Бритяк вздрогнул, точно хищник, спугнутый при виде намеченной жертвы.
«Как она угадала, черт!» — и притворился, что не слышит.
Но, уходя, бросил с порога:
— Посылай малого ко мне! С хлеба долой, это понимать надо. И копенку соломы дам на топливо.
Так и пошел батрачить Степан.
Батрачил за харчи, за мелкие подачки, узнавая перед собой бесславный путь, проторенный отцом. Зимой таскал короба половы и вязанки соломы да вики хозяйской скотине. Летом косил, пахал, водил лошадей в ночное. Бритяк прибивал ребенка к делу с явным расчетом заменить искалеченного Тимоху.
Сверстники Степана уже третий год ходили в школу, а он лишь с завистью смотрел им вслед. Однажды, не выдержав, тайно убежал за гурьбой ребятишек. Опустив голову, стоял в школьном коридоре, боясь переступить: порог. Но учитель Федор Митрофаныч приметил новичка. Положив руку на его нечесаные кудри, ласково спросил:
— Учиться хочешь, мальчик? Степан заплакал…
Он учился хорошо, с жадностью и ненасытным упрямством набрасываясь на книги. Его переводили из класса в класс, хотя каждой весной батрачонок вынужден был оставлять школу раньше срока, нанимаясь к хозяину до поздней осени.
— Тебе в гимназию надо, Степа, — говорил Федор Митрофанович на выпускном экзамене. — Подумай об этом, посоветуйся с родными. Я со своей стороны сделаю все возможное…
Однако Степан уже нанялся стеречь деревенское стадо. Затем гснял у помещика Гагарина конский табун. Подрастая, ходил на поденщину вместе с Настей — голосистой хороводницей, приемной дочерью жердевского мужика Федора Огрехова. Степан прослыл лучшим косарем, Настя — первой жницей.
Не сгибалась еще под тяжестью нужды молодая спина, не сдавалась озорная удаль. Но Степан видел, что не бывать настоящему счастью в этой перелетной жизни между домом и чужим полем, и незадолго до воинского призыва подался на Парамоновский рудник.
Вскоре по Жердевке распространился слух, что Степан арестован… На страстной неделе Ильинишна вернулась из церкви чуть жива: перед всем народом поп укорял ее за сына, предавая анафеме «богоотступника и царененавистника».
Укладывая спать младшего сынишку, Ильинишна крестилась и шептала:
— Молись, Николка! Проси боженьку, чтобы помиловал братку Степана… Ты маленький, твоя молитва чистая.
А Тимофей сердито гудел:
— Какой бог, дура? У богатых — бог, у побирушек — сумка!
Спустя несколько дней, ранним апрельским утром отворилась избяная дверь, и вошел плечистый светлоглазый парень, обряженный в длинную бабью рубаху.
— Сыночек… Горемычный мой! — вскрикнула Ильинишна, узнав Степана.
Степан тут же, у порога, сбросил с себя нелепую мешковину, и родители увидели совершенно взрослого сына, в черной суконной паре городского покроя, осанистого и красивого. Он умылся из глиняного чайника, висевшего над лоханью, сел за стол.
На столе дымился чугунок с вареной картошкой. Красные, потрескавшиеся на морозе руки Степана нетерпеливо сдергивали картофельную шелуху. Он ел обжигаясь.

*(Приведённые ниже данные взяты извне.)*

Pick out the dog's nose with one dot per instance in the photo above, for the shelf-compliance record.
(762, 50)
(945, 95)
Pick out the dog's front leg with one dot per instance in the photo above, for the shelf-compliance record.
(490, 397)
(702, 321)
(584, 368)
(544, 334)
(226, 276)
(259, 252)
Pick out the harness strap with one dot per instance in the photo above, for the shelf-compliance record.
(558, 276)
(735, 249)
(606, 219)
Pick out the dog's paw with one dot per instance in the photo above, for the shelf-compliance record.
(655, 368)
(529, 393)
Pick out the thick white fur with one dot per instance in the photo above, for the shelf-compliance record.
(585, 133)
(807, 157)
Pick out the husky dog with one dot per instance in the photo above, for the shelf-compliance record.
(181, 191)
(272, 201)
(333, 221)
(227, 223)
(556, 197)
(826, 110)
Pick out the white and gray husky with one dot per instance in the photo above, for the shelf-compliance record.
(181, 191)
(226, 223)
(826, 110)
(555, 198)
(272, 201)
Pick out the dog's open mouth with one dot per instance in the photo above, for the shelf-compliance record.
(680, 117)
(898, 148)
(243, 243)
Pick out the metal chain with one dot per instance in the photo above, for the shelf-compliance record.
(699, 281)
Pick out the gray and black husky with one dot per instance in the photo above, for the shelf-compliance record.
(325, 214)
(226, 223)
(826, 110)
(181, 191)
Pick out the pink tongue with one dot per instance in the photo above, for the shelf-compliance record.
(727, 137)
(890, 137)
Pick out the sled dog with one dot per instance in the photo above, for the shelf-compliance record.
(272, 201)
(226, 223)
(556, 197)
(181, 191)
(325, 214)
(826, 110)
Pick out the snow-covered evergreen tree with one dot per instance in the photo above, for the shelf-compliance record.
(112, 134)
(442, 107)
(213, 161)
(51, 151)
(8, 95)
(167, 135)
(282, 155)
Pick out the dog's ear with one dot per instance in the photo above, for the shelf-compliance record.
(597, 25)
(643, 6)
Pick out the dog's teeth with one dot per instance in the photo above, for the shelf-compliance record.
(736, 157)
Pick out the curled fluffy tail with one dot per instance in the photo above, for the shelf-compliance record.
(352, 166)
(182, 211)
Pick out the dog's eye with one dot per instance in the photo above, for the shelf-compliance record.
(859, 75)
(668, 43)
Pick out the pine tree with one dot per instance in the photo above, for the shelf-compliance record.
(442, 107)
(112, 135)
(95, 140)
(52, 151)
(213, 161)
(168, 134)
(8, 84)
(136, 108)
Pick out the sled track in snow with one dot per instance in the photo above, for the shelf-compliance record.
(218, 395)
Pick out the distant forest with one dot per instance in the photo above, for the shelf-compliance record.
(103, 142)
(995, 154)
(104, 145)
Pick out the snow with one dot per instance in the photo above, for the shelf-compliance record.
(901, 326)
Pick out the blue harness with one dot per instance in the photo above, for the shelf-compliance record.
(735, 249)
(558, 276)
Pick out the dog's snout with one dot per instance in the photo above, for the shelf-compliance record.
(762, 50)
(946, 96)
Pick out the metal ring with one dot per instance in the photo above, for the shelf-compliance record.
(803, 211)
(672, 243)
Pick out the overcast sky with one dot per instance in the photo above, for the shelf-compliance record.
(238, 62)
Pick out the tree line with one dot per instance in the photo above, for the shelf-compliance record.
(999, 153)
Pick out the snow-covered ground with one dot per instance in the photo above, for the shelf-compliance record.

К окнам прилипли носы, подбородки. Слышалось:
— По этапу…
— Да ну? Острожный был костюм-то?
— Не то, чтобы… Просто для ради позора власти подчудили. Урядник, вишь, провожал до съезжей!
— Арестант! Забастовщик! — выкрикивал из толпы Ефимка, сын Бритяка.

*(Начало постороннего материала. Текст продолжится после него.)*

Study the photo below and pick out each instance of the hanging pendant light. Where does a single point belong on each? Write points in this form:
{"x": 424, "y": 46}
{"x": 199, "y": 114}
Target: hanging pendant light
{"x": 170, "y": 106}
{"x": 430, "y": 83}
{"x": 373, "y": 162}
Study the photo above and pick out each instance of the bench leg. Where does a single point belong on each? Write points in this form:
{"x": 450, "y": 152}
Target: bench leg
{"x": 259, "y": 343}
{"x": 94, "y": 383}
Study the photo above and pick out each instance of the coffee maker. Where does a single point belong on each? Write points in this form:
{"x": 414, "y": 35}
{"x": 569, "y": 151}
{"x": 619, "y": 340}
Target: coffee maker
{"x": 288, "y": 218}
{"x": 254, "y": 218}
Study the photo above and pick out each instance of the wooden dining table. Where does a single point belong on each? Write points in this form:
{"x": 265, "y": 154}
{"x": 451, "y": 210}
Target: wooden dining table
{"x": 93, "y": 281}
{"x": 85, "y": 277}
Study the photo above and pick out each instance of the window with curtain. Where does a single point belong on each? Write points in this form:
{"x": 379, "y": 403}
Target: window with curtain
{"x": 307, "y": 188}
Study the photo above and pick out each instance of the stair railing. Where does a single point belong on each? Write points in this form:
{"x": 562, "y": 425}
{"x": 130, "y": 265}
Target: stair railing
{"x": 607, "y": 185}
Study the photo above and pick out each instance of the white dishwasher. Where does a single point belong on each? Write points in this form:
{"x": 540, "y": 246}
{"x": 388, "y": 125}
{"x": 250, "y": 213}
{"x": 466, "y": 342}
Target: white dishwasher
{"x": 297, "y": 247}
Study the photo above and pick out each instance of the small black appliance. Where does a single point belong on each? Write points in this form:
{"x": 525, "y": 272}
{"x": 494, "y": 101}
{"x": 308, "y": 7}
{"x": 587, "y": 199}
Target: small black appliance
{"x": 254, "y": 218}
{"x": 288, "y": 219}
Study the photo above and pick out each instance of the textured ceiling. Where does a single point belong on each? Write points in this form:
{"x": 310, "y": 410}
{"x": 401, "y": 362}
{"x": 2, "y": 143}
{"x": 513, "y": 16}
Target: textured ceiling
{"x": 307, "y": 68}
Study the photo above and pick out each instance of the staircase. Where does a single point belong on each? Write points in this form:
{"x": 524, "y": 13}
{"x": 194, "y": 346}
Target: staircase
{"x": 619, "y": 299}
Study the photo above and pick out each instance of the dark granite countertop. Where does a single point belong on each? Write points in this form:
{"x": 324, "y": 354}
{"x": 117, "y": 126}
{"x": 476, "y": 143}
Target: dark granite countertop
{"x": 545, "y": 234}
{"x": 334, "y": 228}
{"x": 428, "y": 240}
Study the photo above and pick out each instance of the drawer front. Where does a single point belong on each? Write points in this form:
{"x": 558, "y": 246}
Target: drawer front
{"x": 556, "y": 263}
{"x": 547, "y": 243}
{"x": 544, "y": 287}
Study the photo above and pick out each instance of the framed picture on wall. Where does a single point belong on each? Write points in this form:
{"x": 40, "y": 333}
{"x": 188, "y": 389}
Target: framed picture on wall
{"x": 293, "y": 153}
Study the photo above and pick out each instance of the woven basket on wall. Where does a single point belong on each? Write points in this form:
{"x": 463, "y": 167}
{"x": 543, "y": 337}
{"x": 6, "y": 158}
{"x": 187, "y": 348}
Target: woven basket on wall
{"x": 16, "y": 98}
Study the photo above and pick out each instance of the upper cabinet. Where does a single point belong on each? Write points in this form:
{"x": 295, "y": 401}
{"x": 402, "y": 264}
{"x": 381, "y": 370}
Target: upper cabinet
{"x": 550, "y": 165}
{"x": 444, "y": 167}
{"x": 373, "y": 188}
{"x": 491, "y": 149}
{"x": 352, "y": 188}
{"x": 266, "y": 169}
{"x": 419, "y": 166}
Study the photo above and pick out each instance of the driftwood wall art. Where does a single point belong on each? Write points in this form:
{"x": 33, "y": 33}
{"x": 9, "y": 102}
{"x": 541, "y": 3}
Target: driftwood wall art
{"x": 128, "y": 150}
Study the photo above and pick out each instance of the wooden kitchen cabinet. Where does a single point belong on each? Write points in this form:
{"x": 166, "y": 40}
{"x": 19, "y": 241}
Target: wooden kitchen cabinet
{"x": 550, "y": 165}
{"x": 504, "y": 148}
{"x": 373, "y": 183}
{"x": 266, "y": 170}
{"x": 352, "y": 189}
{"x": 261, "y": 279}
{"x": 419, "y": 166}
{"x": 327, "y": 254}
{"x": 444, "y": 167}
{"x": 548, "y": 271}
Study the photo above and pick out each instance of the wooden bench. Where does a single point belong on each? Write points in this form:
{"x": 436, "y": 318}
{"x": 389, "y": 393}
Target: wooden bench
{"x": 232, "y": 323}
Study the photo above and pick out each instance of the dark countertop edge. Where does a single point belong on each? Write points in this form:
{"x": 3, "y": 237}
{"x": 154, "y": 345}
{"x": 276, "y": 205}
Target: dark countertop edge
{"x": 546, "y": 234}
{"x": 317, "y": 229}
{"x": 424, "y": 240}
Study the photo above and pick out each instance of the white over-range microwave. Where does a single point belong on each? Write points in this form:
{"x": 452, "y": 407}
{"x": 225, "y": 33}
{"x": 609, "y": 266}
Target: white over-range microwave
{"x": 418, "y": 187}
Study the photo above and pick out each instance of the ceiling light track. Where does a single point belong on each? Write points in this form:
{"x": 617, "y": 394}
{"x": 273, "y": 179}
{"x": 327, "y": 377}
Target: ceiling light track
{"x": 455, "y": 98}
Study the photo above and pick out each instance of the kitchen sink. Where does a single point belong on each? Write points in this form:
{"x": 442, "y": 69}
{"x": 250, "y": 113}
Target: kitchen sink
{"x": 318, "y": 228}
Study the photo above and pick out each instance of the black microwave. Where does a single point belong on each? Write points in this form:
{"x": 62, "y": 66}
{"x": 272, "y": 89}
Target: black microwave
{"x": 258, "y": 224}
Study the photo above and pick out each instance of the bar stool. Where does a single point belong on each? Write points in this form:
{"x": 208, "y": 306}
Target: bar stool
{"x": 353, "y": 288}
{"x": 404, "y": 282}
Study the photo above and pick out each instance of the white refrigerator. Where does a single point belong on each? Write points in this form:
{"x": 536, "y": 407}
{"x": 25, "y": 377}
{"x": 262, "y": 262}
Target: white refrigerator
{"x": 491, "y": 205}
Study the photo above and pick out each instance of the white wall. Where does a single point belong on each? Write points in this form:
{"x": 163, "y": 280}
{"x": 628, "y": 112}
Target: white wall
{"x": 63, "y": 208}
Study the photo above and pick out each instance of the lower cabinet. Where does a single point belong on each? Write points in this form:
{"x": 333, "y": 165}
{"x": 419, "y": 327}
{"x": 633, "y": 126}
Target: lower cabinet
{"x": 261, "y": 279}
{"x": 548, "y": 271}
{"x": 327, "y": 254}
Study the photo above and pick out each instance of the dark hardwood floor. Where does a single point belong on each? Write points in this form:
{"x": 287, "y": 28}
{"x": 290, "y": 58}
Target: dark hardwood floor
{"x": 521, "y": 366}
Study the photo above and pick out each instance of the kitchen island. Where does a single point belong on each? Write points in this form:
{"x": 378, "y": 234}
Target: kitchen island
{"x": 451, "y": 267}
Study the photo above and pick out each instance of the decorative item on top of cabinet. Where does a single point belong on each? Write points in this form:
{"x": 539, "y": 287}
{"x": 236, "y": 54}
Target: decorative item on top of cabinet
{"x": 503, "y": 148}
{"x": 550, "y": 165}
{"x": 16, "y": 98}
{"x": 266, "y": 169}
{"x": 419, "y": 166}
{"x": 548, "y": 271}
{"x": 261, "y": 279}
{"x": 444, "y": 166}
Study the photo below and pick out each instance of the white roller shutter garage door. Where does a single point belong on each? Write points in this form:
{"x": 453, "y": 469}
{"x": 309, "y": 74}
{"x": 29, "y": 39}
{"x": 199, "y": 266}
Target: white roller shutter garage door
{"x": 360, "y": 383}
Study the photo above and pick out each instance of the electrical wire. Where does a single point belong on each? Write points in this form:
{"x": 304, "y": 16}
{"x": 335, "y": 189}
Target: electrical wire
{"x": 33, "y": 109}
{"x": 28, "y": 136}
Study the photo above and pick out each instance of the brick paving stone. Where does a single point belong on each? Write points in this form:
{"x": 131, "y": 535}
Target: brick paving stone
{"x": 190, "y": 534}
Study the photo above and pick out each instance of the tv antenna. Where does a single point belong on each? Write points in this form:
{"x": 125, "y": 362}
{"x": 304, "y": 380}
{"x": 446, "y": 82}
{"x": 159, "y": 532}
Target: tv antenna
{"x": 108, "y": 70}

Степан, будто ничего не слыша, рассказывал родителям о шахтерской жизни, о столкновении с полицией во время стачки, и глаза его темнели, сверкая остро и дерзко.
— Раньше я думал: в Жердевке — людям разор, счастье надо искать на стороне. Оказывается, везде бедняку хомут припасен. У Парамонова за двенадцатичасовую упряжку человек едва зарабатывает на хлеб. Гибнет наш брат в завалах, чахнет, заживо гниет. Выходит, бежал я от волка — попал на медведя!
— Парамонов — известный миллионщик, что ему до чужого горя и нужды? Знай себе, с жиру бесится, — заметил Тимофей.
— Да как бесится-то! — Степан отодвинул чугунок, перестал жевать. — Пароходы шлюхам дарит! Из Парижа вино вагонами выписывает для кутежей! А сын сидит в клубе, пьяная морда, шампанское разливает. Нальет бокал, плюнет в него и кладет рядом двести, мало — пятьсот рублей. Кто, стало быть, выпьет, тот и куш берет.